- The Navy has designated two mandatory enterprise IT services: the Orion DevSecOps platform for software development and the Naval C-SCRM capability for supply chain risk monitoring
- Orion is now the sole authorized environment for Git-based software work
- The C-SCRM service gives users vendor risk assessments, a shared intelligence library and decision support across the acquisition lifecycle
The Department of the Navy designated two enterprise IT services in memorandums issued in June, mandating the Orion DevSecOps platform for software development and the Naval Cyber-Supply Chain Risk Management, or C-SCRM, capability for vendor risk monitoring.
The assistant secretary of the Navy for research, development and acquisition and the department’s chief information officer jointly issued both designations, which the Navy CIO’s office announced on Tuesday.
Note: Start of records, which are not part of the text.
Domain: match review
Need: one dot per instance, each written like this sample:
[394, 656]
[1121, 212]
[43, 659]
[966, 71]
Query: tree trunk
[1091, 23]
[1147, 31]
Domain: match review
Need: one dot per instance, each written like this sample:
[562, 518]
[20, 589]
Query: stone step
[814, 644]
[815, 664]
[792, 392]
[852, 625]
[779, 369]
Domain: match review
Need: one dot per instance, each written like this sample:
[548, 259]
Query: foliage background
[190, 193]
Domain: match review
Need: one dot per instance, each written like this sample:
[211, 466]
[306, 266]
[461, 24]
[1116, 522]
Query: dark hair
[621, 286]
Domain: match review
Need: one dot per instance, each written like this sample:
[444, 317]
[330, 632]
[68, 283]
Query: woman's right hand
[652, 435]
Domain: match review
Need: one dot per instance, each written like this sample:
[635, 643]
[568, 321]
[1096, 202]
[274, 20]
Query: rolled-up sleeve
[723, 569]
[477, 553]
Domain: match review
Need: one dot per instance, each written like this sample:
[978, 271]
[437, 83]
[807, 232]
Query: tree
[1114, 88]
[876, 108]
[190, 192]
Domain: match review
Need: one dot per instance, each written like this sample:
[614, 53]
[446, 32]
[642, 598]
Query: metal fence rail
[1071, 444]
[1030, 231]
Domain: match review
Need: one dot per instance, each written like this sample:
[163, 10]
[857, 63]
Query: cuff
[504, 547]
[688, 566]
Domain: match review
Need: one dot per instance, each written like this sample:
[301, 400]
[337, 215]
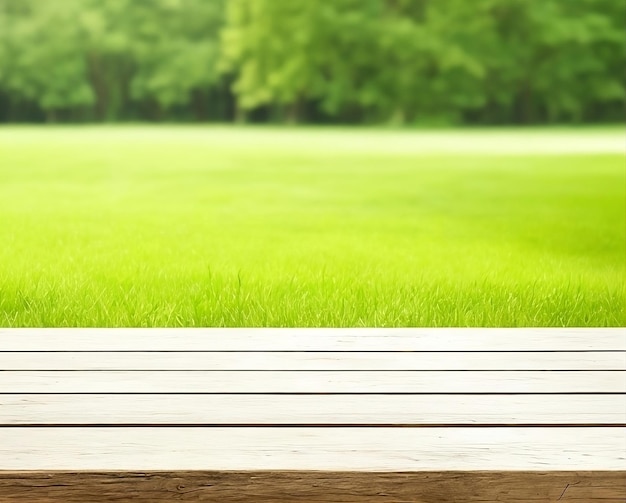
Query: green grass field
[210, 226]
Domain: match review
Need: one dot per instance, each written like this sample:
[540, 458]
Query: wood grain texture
[299, 448]
[308, 409]
[312, 382]
[313, 339]
[263, 360]
[313, 487]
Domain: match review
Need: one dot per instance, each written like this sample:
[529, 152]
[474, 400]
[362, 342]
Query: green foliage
[183, 227]
[485, 61]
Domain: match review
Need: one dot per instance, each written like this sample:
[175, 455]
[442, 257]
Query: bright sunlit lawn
[208, 226]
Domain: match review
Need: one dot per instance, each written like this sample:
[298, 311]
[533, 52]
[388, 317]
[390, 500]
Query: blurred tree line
[320, 61]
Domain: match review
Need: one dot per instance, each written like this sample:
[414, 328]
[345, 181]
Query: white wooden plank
[314, 339]
[309, 409]
[312, 382]
[107, 360]
[380, 449]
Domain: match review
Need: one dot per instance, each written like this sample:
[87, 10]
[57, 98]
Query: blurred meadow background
[311, 163]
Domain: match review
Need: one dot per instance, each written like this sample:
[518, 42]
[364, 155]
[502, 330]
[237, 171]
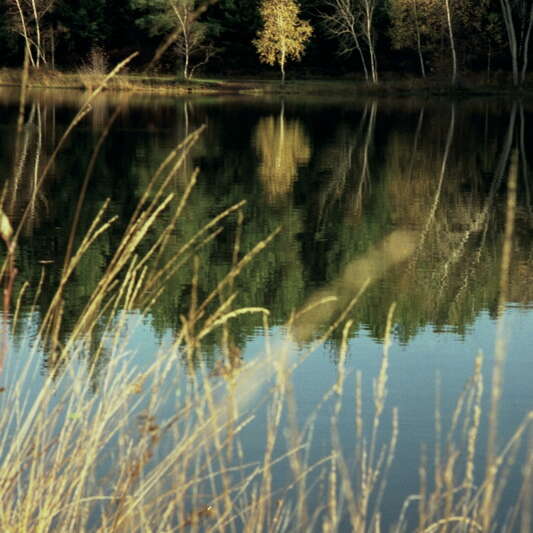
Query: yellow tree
[284, 35]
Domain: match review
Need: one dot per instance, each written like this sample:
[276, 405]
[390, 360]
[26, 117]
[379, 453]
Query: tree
[352, 22]
[284, 35]
[518, 19]
[27, 20]
[178, 18]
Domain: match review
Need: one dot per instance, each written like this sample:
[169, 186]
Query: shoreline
[169, 85]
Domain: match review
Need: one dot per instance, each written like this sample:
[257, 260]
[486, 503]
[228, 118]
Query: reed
[72, 460]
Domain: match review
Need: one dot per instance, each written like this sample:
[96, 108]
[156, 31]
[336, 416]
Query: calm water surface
[410, 193]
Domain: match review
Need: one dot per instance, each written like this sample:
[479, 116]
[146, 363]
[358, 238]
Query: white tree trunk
[369, 7]
[418, 41]
[452, 43]
[526, 46]
[511, 37]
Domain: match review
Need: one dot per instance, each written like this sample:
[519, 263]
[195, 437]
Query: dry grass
[75, 461]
The Navy’s move to standardize software development and lock down its supply chain speaks to the innovation-versus-resilience balance the Potomac Officers Club’s 2026 Navy Summit will explore on Aug. 27. This event features a panel on building the ‘Golden Fleet’ with software, AI and digital engineering, alongside sessions on cyber resilience and modernizing enterprise networks for information warfare readiness. Register now to hear senior Navy leaders, defense officials and industry executives discuss how the service is advancing digital modernization while safeguarding readiness.
What Does the Orion Mandate Cover?
Orion becomes the department’s enterprise IT service for all software built using Git-based workflows, issue management, software security or other DevSecOps processes. It is now the sole Navy-authorized environment for toolsets incorporating GitLab or Atlassian, spanning source code, infrastructure-as-code, configuration files and scripts. The platform lets authorized users develop software with modern tooling while giving leaders a real-time, data-informed view of activities.
Software built at Impact Level 5 and below falls under the mandate. Organizations operating at Impact Level 6 or above must designate a point of contact for future migration planning. Low-code and no-code environments are exempt from the requirement.
The designation caps a yearlong evaluation. The Navy provisionally selected Orion as its DevSecOps platform of choice in May 2025 after surveying its software factory ecosystem. Orion has since met the benchmarks required of an enterprise service.
What Will the C-SCRM Service Provide?
The second memorandum makes the Naval C-SCRM capability the mandated enterprise service for all department users to identify, analyze, resolve and monitor supply chain risks throughout the acquisition lifecycle.
Through the platform, Navy users gain three core functions: mission-focused risk assessments paired with constant vendor, hardware and software monitoring; a shared intelligence library where risk profiles on suppliers can be pulled on demand; and support for risk-based decisions at every stage of a program’s life. The Navy expects the shared service to cut duplicate spending on supply chain assessments and pool expertise to protect Navy and Marine Corps operations. C-SCRM is already running and approved in both IL5 and IL6 environments.